Este tipo de protesto não é novidade. Na realidade, faz parte da ementa há muito tempo, lembra Sinan Eden, ativista do coletivo português Climáximo, à Renascença. Foi já nos finais do século XIX, com a luta das sufragistas norte-americanas, que este tipo de intervenção se tornou comum.
“[Atirar comida a obras de arte] faz parte de um grande tipo de ações. Vive no mesmo universo da última intervenção que foi feita no Tour de França [um grupo de ativistas, amarrados entre si, bloqueou a passagem dos ciclistas], assim como antes aconteceu na Fórmula 1. No século passado, as sufragistas costumavam interromper corridas de cavalos”, recorda o ativista.
A lógica por detrás deste tipo de ações é “incomodar”, provocar uma quebra na normalidade da vida. O foco, é evidente, não está na opção gastronómica. “Não se pode continuar como se fosse tudo normal. A nossa casa está a arder. Nós estamos numa emergência climática e temos de agir como se estivéssemos numa emergência”, diz Sinan.
“É suposto incomodar, porque é mesmo grave. Sabendo o que sabemos hoje, não é possível ir a um museu ver peças como se não estivesse nada a acontecer, viver uma normalidade como há 30 anos”, atira ainda.
Mas é a melhor estratégia?
Nem todos os ativistas estão do mesmo lado da barricada. Por exemplo, Vítor Nascimento tem dúvidas.
O jovem de 26 anos, doutorando em Relações Internacionais, com foco nos movimentos ambientalistas no Brasil e no Norte Global, apoia a causa, mas questiona a estratégia adotada.
“O que estão a fazer, ao entrar num espaço como um museu e a atirar uma torta na cara do Príncipe Carlos, é um crime, no final de contas. Não podem fazer isso definitivamente. É um tipo de depredação com a arte. Mas é também uma forma de chamar à atenção”, diz.
Segundo Vítor, não é necessário “danificar” alguma coisa para chamar à atenção. “Quando nos desfiles de moda, os ativistas da Extinction Rebellion entram e interrompem, deixam uma pergunta no ar.”
Por oposição, o Just Stop Oil é “um movimento mais de combate, gostam de fazer este tipo de ação, acham que só assim vão conseguir. Só isto tem um problema: cai no campo da ridicularização. Ficam vistos como movimentos agressivos, um campo perigoso.”
Portugal, note-se, não tem um histórico de ações ativistas (de qualquer causa) dentro de museus.

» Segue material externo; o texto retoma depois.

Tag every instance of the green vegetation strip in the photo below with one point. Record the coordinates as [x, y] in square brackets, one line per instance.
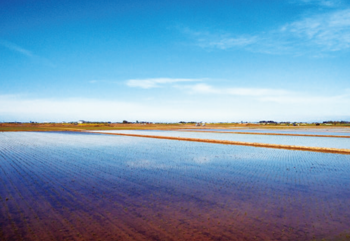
[269, 134]
[289, 147]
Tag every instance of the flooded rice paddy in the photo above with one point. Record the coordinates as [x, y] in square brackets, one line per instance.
[333, 131]
[83, 186]
[332, 142]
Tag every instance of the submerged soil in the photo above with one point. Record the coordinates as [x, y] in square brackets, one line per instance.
[80, 186]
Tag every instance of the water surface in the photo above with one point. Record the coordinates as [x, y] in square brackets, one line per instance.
[331, 142]
[74, 186]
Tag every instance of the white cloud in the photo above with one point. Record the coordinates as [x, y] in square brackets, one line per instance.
[324, 3]
[316, 33]
[250, 92]
[156, 82]
[16, 48]
[223, 107]
[328, 31]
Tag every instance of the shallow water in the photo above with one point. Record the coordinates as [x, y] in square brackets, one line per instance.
[333, 131]
[90, 186]
[332, 142]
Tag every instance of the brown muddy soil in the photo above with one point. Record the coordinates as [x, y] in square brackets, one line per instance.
[102, 187]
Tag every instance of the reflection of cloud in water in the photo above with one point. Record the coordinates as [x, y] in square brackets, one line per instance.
[147, 164]
[202, 159]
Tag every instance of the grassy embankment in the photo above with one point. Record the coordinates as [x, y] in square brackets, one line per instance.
[89, 126]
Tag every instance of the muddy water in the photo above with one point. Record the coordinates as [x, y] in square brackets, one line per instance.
[342, 143]
[57, 186]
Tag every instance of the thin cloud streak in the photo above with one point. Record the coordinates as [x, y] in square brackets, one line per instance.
[156, 82]
[249, 92]
[323, 3]
[279, 96]
[16, 48]
[326, 32]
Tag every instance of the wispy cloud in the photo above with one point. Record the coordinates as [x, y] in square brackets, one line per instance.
[156, 82]
[328, 31]
[319, 32]
[250, 92]
[27, 53]
[279, 96]
[323, 3]
[16, 48]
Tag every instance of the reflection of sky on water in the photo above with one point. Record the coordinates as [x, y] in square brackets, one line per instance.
[188, 190]
[333, 131]
[283, 140]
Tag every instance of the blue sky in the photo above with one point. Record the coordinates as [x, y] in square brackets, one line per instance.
[174, 60]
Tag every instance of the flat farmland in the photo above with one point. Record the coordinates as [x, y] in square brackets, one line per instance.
[86, 186]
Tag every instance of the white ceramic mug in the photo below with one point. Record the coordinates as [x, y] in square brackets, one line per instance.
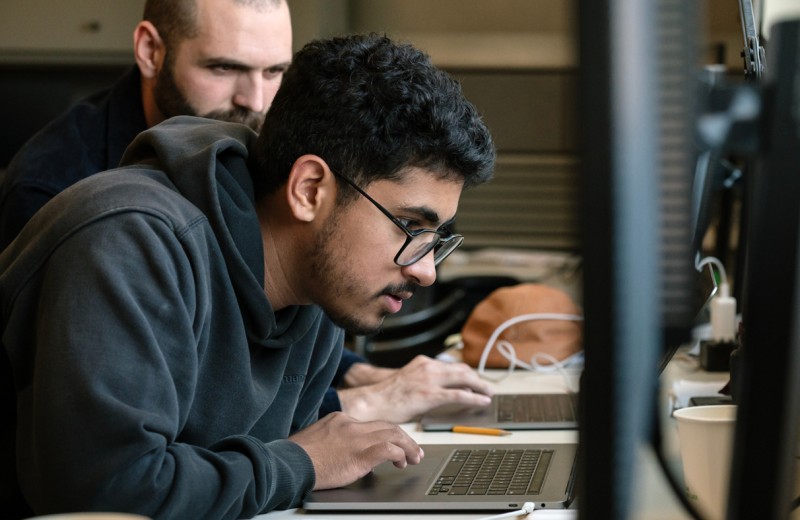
[706, 441]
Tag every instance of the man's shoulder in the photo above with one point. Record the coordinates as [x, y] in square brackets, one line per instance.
[68, 149]
[81, 141]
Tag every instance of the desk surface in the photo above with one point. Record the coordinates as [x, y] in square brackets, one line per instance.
[653, 499]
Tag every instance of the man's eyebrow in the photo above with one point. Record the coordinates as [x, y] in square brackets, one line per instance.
[235, 64]
[428, 214]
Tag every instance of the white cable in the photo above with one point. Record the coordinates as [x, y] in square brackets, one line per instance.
[527, 508]
[723, 305]
[506, 349]
[699, 263]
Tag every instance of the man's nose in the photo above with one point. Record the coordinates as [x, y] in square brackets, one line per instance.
[250, 92]
[423, 271]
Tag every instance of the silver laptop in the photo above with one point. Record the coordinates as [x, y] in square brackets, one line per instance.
[474, 477]
[558, 411]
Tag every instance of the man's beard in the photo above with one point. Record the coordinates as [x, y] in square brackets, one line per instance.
[327, 271]
[171, 102]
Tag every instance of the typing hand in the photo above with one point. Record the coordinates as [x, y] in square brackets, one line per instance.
[343, 449]
[400, 395]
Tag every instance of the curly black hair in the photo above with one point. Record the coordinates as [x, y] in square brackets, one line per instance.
[371, 108]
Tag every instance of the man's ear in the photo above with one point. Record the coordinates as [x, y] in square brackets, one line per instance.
[311, 188]
[148, 49]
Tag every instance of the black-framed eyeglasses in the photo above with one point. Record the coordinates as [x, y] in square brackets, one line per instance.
[419, 242]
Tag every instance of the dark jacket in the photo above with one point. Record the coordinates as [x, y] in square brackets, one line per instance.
[89, 138]
[150, 373]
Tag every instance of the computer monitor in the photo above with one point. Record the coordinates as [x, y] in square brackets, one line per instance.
[768, 387]
[635, 89]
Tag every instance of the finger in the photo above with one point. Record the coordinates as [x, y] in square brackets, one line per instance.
[467, 397]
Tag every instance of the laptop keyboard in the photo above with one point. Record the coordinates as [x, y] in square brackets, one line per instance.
[493, 472]
[537, 408]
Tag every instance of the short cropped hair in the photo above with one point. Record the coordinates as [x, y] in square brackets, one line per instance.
[176, 20]
[371, 107]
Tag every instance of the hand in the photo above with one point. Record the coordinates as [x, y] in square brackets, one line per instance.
[343, 449]
[421, 385]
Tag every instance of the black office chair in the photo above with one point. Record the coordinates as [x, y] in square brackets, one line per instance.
[428, 319]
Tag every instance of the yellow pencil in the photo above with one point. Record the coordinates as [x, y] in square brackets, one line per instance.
[479, 431]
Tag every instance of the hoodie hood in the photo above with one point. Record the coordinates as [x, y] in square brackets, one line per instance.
[206, 160]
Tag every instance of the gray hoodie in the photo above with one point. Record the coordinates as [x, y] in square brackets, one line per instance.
[143, 368]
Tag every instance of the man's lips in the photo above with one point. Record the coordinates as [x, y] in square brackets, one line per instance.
[395, 301]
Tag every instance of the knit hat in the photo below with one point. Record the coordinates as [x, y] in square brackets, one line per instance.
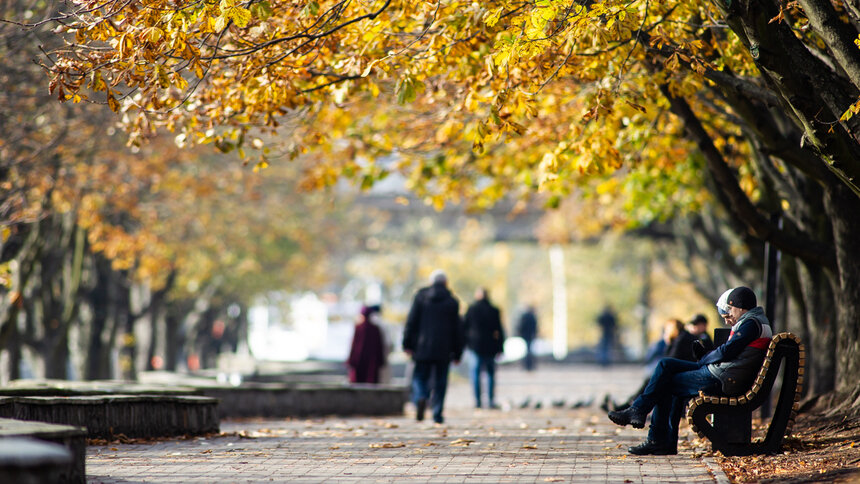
[742, 298]
[722, 305]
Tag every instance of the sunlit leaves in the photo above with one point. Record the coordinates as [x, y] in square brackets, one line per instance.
[538, 96]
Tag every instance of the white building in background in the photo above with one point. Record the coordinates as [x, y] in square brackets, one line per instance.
[297, 327]
[284, 327]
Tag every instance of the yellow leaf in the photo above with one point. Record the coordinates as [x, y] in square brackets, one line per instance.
[240, 16]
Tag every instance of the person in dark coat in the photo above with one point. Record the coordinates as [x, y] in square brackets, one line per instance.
[527, 330]
[482, 328]
[607, 322]
[730, 368]
[367, 354]
[433, 339]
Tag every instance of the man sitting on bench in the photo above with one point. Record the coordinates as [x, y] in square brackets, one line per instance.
[730, 368]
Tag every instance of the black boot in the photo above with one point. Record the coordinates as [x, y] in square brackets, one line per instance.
[629, 415]
[649, 447]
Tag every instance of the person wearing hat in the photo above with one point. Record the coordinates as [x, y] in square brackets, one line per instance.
[485, 337]
[432, 337]
[367, 352]
[729, 368]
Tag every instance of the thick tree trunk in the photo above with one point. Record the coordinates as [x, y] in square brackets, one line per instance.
[821, 338]
[56, 357]
[98, 355]
[843, 209]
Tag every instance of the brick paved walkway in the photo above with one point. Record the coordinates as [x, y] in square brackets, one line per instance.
[513, 444]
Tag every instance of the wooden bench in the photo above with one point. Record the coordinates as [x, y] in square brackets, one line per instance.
[785, 350]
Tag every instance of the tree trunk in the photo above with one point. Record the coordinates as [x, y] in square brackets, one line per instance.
[821, 338]
[843, 209]
[98, 365]
[56, 357]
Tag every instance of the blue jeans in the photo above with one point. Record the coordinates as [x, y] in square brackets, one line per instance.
[673, 383]
[486, 363]
[430, 382]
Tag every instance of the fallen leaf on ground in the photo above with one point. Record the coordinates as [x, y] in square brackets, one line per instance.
[461, 442]
[387, 445]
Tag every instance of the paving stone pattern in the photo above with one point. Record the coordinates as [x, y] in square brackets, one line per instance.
[511, 444]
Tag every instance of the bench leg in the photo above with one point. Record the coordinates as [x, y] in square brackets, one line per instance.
[736, 428]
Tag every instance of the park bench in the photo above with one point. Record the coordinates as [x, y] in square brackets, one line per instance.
[729, 428]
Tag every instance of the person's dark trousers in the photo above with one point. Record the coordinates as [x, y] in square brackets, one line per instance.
[430, 382]
[673, 382]
[529, 360]
[485, 363]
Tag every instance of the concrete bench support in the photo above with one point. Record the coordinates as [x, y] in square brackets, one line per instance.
[41, 452]
[130, 415]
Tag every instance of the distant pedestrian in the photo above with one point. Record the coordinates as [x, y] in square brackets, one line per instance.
[482, 329]
[703, 343]
[367, 353]
[433, 339]
[607, 322]
[527, 330]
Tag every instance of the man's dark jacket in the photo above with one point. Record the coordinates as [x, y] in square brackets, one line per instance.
[482, 327]
[432, 330]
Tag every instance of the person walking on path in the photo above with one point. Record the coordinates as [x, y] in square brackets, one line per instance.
[731, 368]
[433, 339]
[527, 330]
[367, 353]
[482, 329]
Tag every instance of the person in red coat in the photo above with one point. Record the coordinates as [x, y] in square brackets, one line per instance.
[367, 355]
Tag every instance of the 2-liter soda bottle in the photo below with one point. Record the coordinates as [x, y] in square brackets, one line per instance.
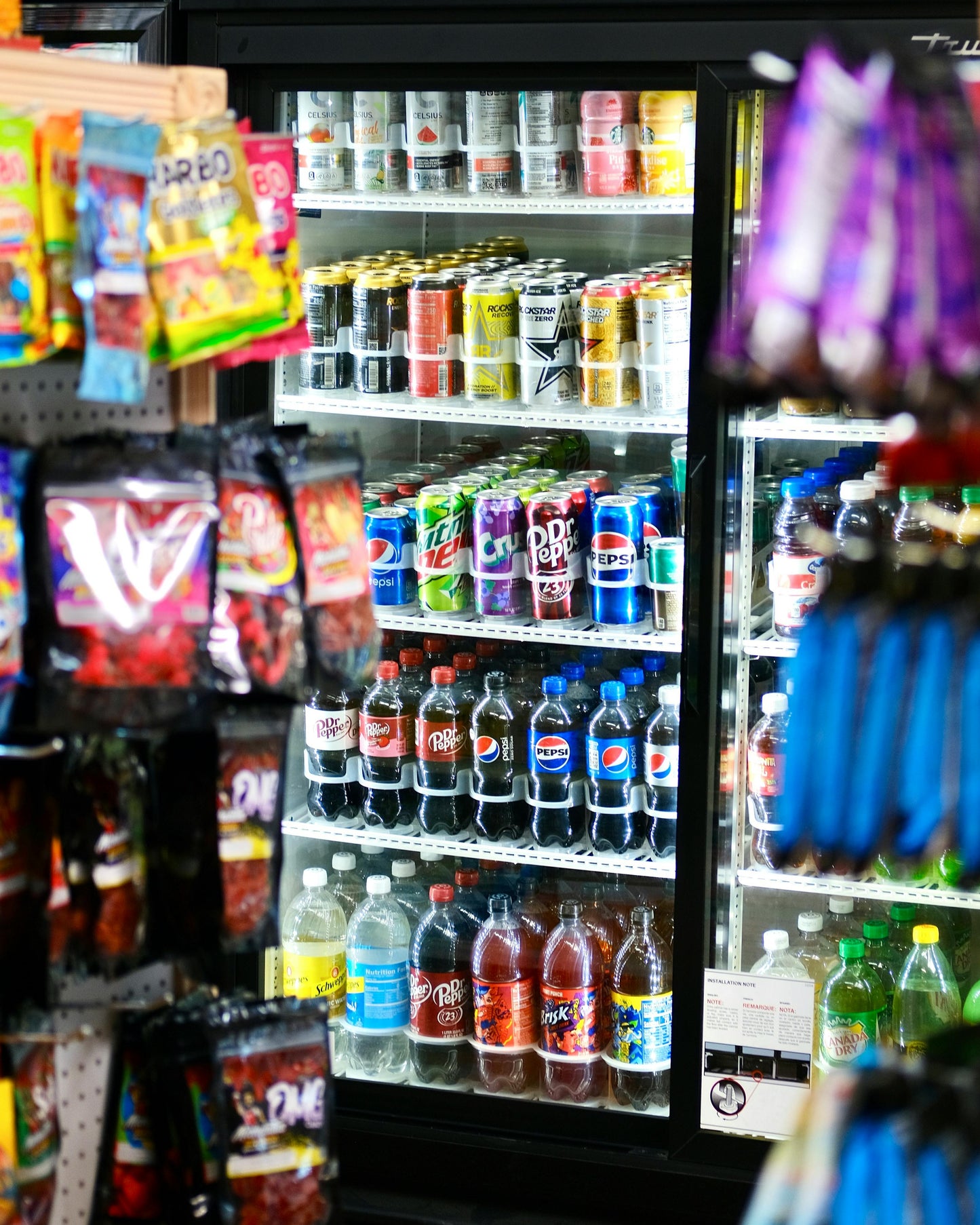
[505, 1001]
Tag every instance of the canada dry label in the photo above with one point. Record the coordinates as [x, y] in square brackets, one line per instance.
[442, 1005]
[506, 1013]
[570, 1021]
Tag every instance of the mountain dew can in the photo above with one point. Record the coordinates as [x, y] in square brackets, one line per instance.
[442, 551]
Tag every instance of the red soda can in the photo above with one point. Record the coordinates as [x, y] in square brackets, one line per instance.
[435, 313]
[557, 586]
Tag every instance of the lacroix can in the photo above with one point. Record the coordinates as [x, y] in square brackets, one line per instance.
[442, 553]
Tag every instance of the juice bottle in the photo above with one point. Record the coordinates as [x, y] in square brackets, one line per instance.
[505, 1001]
[571, 981]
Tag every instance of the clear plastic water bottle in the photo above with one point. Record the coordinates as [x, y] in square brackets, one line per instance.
[378, 995]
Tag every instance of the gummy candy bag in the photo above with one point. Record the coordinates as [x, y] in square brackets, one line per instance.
[114, 167]
[212, 279]
[24, 288]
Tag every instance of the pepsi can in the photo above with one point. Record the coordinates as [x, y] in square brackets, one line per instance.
[615, 571]
[391, 556]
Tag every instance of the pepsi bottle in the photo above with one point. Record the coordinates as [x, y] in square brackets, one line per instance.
[555, 744]
[612, 771]
[496, 769]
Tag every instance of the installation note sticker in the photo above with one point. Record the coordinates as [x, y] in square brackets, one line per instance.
[758, 1053]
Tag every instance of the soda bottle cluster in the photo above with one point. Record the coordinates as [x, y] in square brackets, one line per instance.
[892, 980]
[505, 744]
[510, 542]
[498, 142]
[486, 322]
[518, 981]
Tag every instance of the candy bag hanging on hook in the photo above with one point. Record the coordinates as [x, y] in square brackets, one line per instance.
[111, 276]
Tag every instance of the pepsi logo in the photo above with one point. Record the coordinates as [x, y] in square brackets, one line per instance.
[553, 754]
[615, 758]
[488, 750]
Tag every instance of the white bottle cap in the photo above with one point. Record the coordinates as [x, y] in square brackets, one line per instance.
[775, 941]
[857, 492]
[775, 703]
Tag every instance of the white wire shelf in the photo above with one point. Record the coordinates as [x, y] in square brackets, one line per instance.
[874, 889]
[582, 636]
[418, 202]
[401, 404]
[840, 429]
[580, 858]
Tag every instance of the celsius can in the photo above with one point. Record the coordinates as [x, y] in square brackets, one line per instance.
[606, 326]
[442, 554]
[435, 315]
[545, 125]
[500, 586]
[380, 313]
[435, 164]
[615, 574]
[379, 162]
[391, 556]
[321, 164]
[490, 157]
[557, 589]
[489, 328]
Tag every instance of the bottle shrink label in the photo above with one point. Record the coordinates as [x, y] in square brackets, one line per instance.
[386, 735]
[332, 732]
[766, 772]
[570, 1021]
[844, 1035]
[442, 741]
[641, 1029]
[506, 1013]
[442, 1005]
[317, 977]
[378, 995]
[662, 764]
[615, 760]
[554, 752]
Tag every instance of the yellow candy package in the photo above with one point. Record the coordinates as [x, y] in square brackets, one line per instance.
[60, 142]
[212, 279]
[24, 287]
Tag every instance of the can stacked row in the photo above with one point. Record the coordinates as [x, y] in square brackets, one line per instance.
[496, 328]
[498, 142]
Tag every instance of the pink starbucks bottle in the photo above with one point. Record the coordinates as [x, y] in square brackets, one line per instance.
[609, 163]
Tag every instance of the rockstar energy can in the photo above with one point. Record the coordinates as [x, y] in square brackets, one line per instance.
[489, 324]
[606, 326]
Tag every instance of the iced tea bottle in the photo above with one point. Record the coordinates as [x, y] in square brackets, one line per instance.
[505, 1001]
[571, 981]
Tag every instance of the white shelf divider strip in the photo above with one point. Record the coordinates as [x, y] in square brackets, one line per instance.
[579, 858]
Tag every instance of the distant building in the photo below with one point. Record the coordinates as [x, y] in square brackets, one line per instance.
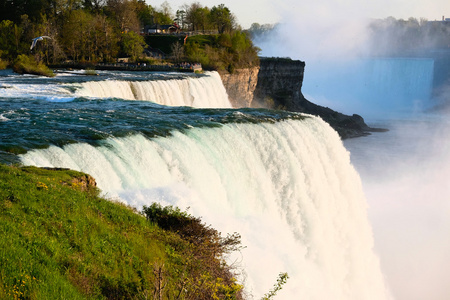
[161, 29]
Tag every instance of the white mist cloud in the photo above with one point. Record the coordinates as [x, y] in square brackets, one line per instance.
[405, 174]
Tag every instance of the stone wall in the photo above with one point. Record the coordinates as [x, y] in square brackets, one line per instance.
[240, 86]
[277, 84]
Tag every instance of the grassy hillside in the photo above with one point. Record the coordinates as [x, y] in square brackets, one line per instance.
[60, 240]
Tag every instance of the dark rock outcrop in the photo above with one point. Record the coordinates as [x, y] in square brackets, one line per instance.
[241, 86]
[278, 86]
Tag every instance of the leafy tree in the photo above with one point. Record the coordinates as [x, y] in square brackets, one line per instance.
[180, 18]
[9, 39]
[133, 44]
[222, 18]
[282, 279]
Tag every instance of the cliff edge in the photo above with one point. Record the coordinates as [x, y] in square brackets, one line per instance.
[277, 84]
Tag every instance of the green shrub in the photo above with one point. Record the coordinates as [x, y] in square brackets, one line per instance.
[3, 64]
[60, 240]
[25, 64]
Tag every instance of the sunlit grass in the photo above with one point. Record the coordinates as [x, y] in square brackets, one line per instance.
[60, 240]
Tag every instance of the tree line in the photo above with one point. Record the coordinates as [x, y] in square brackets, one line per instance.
[102, 30]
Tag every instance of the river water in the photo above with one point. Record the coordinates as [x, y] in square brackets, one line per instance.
[283, 180]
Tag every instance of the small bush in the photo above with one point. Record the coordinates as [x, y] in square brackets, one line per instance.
[25, 64]
[3, 64]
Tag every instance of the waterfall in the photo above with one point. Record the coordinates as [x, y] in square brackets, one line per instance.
[287, 187]
[201, 92]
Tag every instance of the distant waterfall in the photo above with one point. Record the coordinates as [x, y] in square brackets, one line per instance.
[287, 187]
[371, 86]
[201, 92]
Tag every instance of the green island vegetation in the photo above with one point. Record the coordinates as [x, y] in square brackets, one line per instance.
[60, 240]
[91, 32]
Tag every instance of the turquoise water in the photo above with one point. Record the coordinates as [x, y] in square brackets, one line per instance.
[36, 112]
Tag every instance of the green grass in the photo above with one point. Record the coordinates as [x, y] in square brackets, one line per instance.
[60, 240]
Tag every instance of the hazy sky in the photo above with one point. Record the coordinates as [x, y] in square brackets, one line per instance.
[265, 11]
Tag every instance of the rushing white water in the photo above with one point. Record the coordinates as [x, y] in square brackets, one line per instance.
[201, 92]
[288, 188]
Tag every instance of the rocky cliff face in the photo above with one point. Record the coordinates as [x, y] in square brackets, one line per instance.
[277, 85]
[240, 86]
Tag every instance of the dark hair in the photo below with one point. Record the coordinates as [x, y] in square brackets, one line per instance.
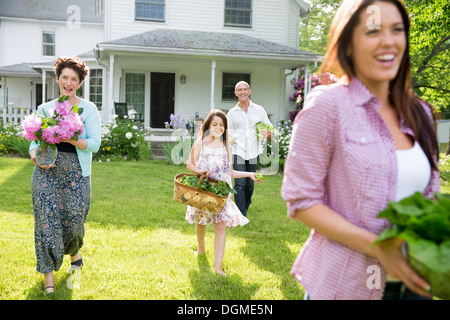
[209, 117]
[401, 96]
[74, 63]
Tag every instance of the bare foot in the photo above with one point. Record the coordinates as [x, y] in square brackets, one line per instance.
[220, 272]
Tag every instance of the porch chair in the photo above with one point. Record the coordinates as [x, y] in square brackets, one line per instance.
[120, 109]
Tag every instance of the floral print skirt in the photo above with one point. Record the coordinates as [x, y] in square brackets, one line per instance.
[61, 199]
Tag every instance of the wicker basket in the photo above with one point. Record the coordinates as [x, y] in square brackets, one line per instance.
[196, 197]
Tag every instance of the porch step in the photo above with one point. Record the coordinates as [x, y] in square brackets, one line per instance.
[157, 138]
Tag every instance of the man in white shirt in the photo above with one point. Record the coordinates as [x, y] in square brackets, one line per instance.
[242, 120]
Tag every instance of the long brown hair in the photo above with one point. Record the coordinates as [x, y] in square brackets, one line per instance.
[74, 63]
[209, 117]
[401, 96]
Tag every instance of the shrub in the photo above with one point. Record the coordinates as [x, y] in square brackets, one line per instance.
[123, 139]
[12, 141]
[444, 167]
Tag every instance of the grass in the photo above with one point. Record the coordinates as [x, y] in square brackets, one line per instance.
[139, 246]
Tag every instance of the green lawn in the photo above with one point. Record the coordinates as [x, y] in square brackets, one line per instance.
[139, 246]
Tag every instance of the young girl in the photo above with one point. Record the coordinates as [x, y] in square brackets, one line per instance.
[211, 155]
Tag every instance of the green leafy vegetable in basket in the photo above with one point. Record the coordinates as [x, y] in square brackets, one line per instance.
[425, 226]
[222, 188]
[189, 180]
[261, 126]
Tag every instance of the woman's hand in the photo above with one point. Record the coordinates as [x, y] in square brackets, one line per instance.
[266, 133]
[33, 158]
[252, 175]
[389, 253]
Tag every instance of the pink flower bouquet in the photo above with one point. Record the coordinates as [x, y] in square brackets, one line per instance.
[64, 122]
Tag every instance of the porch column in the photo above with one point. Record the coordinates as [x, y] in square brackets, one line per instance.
[307, 82]
[110, 109]
[213, 80]
[44, 80]
[86, 87]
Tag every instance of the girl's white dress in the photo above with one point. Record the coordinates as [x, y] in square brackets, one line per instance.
[215, 161]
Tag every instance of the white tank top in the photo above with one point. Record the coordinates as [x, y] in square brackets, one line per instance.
[413, 171]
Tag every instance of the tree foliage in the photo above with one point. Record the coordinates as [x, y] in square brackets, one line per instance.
[430, 48]
[429, 45]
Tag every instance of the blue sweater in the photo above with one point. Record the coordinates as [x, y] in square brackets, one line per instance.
[91, 132]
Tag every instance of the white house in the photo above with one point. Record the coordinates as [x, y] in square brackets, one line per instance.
[157, 56]
[32, 35]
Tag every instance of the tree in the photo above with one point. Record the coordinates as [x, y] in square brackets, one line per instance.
[429, 49]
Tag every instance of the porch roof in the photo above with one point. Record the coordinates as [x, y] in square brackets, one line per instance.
[201, 43]
[20, 69]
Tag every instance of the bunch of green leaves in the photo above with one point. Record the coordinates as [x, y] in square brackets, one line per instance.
[189, 180]
[444, 167]
[222, 188]
[425, 226]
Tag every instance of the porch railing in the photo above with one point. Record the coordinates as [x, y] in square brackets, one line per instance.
[12, 114]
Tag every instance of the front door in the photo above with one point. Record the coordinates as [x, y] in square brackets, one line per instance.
[162, 102]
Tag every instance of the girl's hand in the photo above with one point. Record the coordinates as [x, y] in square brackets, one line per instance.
[33, 158]
[252, 175]
[389, 254]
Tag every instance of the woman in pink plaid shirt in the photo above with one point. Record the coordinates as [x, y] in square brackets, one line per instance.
[355, 146]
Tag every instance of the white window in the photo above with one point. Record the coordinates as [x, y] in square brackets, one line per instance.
[135, 91]
[152, 10]
[238, 13]
[95, 87]
[48, 43]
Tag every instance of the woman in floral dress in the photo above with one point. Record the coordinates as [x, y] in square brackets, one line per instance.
[211, 155]
[61, 192]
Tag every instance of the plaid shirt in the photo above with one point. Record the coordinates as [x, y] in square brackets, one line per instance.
[342, 155]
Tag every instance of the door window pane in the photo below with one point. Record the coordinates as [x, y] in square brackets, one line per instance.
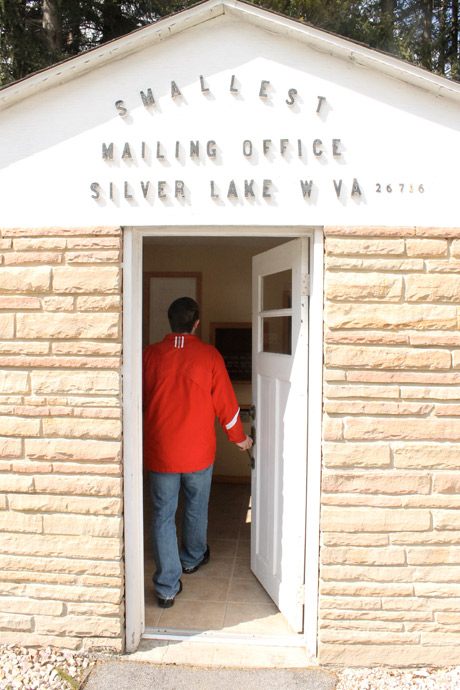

Em 2016, uma turista esbarrou numa estátua barroca no Museu Nacional de Arte Antiga e destruiu-a – mas foi um acidente.
À Renascença, Joaquim Oliveira Caetano, diretor da instituição, conta não ter memória de incidentes com ativistas, salvo alguns happenings (acontecimentos), “pessoas que se tentaram despir dentro do museu, por exemplo, para filmarem esses momentos e propagarem na internet”.
Conforme muitos portugueses, o diretor do Museu Nacional de Arte Antiga tem vindo a acompanhar as várias ações dos ativistas ambientais. Na génese, frisa, “está um problema universal”. “Obviamente é algo que nos deve preocupar a todos e que deve ter consequências a curto-prazo, se não estaremos todos condenados.”
Joaquim Oliveira Caetano vê, porém, riscos neste tipo de ações. Danificar – mesmo que sem querer - uma obra. “É um gesto de agora, mas é um gesto que se reflete nessa obra de arte que deixa de ser visível como tal para as gerações futuras. Ou seja, estamos a arranjar um meio de pressão que é também um meio de impossibilitar a fruição de obras por gerações futuras”, explica.
Tendo o entendimento que os “museus são por definição uma instituição democrática” e que os bens ali guardados “são pertença da comunidade presente e futura”, Joaquim Caetano diz que o método de intervenção escolhido pelos ativistas é errado. “Tende a voltar-se contra uma causa que não só é justíssima como urgente.”
“Acho que o método é mal escolhido. Pode fornecer numa primeira fase um eco enorme, porque as notícias se espalham com grande rapidez. Mas são ações que a longo-prazo creio que se voltarão contra e irão por da parte contrária muitas pessoas”, explica.